Grants Determined by US Dept. Of Education
Financial need is determined by the U.S. Department of Education, using a standard formula, set up by Congress, to gauge the financial details reported on the FAFSA and to determine the household’s EFC. The basic components in this common formula will be the student’s income (as well as resources, in the event the student is self-sufficient), the parents’ income and financial assets (if the student is dependent), the family’s household size, and the quantity of relations (not including parents) going to college institutions. The EFC is the amount of: (1) a percentage of net earnings (remaining earnings after subtracting considerations for essential living expenses) and (2) a portion of net assets (assets remaining after subtracting an asset protection allowance). Different assessment rates and considerations are used for dependent students, independent students without dependents, and independent students with dependents. After submitting a FAFSA, the student receives a Student Aid Report (SAR), or the college obtains an Institutional Student Information Record (ISIR), which provides the EFC.
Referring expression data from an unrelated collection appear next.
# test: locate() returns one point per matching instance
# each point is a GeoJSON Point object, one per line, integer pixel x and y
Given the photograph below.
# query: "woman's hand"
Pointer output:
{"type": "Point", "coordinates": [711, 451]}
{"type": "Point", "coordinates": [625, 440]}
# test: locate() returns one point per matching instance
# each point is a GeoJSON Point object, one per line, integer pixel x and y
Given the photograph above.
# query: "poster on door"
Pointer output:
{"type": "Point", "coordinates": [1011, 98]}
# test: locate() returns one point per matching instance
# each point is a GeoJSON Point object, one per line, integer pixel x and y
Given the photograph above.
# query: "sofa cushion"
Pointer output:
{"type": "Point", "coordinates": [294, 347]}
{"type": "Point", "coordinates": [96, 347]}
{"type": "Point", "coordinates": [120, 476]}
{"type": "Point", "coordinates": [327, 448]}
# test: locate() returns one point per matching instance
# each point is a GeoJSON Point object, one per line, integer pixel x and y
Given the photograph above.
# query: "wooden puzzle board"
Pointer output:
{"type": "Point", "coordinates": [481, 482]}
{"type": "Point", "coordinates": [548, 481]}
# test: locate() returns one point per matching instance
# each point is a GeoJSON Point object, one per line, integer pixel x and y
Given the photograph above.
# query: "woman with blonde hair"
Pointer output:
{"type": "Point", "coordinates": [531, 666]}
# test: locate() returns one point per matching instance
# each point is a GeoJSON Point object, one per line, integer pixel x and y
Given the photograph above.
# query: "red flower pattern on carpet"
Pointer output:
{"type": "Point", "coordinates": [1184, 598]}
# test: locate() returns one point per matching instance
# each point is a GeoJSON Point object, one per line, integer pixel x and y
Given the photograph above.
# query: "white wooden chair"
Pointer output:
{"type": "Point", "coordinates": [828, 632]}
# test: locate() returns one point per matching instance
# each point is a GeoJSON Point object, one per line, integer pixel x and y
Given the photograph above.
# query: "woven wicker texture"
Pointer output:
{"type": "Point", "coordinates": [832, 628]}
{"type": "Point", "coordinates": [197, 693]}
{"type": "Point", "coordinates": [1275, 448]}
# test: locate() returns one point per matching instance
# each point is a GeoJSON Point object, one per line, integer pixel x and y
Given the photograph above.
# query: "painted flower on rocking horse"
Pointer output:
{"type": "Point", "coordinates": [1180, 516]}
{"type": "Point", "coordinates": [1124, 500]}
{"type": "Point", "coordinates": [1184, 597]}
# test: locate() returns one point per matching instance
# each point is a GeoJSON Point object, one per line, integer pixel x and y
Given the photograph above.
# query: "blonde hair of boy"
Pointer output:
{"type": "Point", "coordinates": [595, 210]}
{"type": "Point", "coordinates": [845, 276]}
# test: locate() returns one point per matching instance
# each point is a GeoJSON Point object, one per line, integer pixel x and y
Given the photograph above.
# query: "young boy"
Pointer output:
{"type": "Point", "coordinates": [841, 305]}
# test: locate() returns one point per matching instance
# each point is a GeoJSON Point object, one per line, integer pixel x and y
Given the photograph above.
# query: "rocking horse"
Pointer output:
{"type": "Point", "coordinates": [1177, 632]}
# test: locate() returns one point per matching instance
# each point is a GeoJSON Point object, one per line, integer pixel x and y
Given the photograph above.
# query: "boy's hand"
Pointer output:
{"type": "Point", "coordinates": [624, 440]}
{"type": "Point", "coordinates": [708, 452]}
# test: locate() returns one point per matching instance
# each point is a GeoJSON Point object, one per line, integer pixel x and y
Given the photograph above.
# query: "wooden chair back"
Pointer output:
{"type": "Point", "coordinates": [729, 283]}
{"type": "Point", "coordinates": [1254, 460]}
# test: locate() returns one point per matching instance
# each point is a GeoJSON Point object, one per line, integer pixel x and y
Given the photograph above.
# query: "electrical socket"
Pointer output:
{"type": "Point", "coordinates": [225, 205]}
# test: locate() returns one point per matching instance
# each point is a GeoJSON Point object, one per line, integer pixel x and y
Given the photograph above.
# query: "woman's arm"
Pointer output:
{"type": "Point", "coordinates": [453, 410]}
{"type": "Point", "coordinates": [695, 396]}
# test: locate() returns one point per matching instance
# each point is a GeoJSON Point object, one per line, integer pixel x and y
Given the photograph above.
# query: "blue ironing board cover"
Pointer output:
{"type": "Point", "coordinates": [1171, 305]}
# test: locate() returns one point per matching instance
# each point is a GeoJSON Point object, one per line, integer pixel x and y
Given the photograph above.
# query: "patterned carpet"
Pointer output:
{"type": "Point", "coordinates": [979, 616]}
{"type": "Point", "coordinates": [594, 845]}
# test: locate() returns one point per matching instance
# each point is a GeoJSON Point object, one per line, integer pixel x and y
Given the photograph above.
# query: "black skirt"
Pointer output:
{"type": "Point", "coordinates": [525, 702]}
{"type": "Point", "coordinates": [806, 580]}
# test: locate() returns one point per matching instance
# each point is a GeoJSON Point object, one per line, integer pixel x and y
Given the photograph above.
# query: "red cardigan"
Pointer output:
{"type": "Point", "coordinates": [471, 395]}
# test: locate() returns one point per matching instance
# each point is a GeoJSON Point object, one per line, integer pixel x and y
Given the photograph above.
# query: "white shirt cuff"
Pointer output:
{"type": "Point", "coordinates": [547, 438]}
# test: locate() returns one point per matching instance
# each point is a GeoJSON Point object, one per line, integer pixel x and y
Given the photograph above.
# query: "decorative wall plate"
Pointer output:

FSEOG allocations are made to qualified institutions for the purpose of providing grants to needy undergraduate college students going to the institution. Institutional allocations are based on institutional requests for program funding using a legal formulation. Under the financing formula, money is allocated to institutions, first, on the basis of the institution’s basic assurance plus the pro rata share obtained during the 1999-2000 award year in the FSEOG Program and, then, based on the total requirement of the eligible undergraduate students attending. Institutions need to provide 25 percent of the financing. Students receive FSEOG funds through participating schools following completing the Free Application for Federal Student Aid (FAFSA) to decide their monetary need.